If we modify my example a bit we can see guaranteed copy elision at work:

auto simple_function(X a)
{
    X x = a;
    X x2 = std::move(a);
}


auto test()
{
    simple_function(X{});
}

Without elision things would go like this:

• X{} creates a temporary object as argument for simple_function . Lets call it Temp1
• Temp1 is now moved (because it is a prvalue) into the parameter a of simple_function
• a is copied (because a is an lvalue) into x
• a is moved (because std::move casts a to an xvalue) to x2

Now with C++17 guaranteed copy elision

• X{} no longer materializez an object on the spot. Instead the expression is held onto.
• the parameter a of simple_function can now by initialized from the X{} expression. No copy or move involved nor required.

The rest is now the same:

• a is copied into x1
• a is moved into x2

What you need to understand: once you have named something, that something must exist. The surprisingly simple reason for that is that once you have a name for something you can reference it multiple times. See my answer on this other question . You have named the parameter of wrapper::wrapper . I have named the parameter of simple_function . That is the moment you lose your prvalue expression to initialize that named object.

---

If you want to use the C++17 guaranteed copy elision and you don't like the in-place method you need to avoid naming things :) You can do that with a lambda. The idiom I see most often, including in the standard, is the in-place way. Since I haven't seen the lambda way in the wild, I don't know if I would recommend it.
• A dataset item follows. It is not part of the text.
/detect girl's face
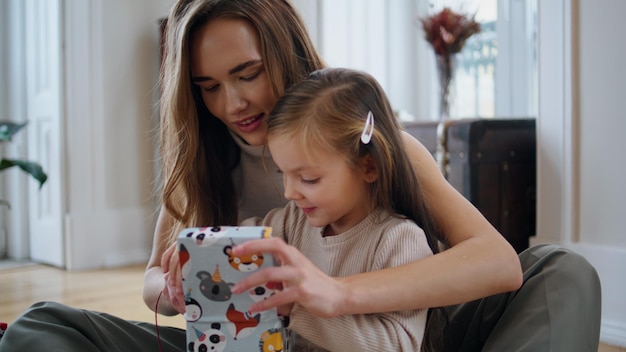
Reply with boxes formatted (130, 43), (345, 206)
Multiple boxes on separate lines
(191, 18), (277, 145)
(268, 135), (376, 234)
Here it is anyway:

template<class T> class wrapper {
public:

    template <class F>
    wrapper(F initializer)
        : x{initializer()}
    {}

private:
    T x;
};

auto test()
{
    wrapper<X> w = [] { return X{};};
}

In C++17 this grantees no copies and/or moves and that it works even if X has deleted copy constructors and move constructors. The object will be constructed at it's final destination, just like you want.

---

¹⁾ I am talking about the forwarding idiom, when used properly. std::forward is just a cast.

Answer 2

A reference (either lvalue reference or rvalue reference) must be bound to an object, so when the reference parameter x is initialized, a temporary object is required to be materialized anyway. In this sense, perfect forwarding is not that "perfect".

Technically, to elide this move, the compiler must know both the initializer argument and the definition of the constructor. This is impossible because they may lie in different translation units.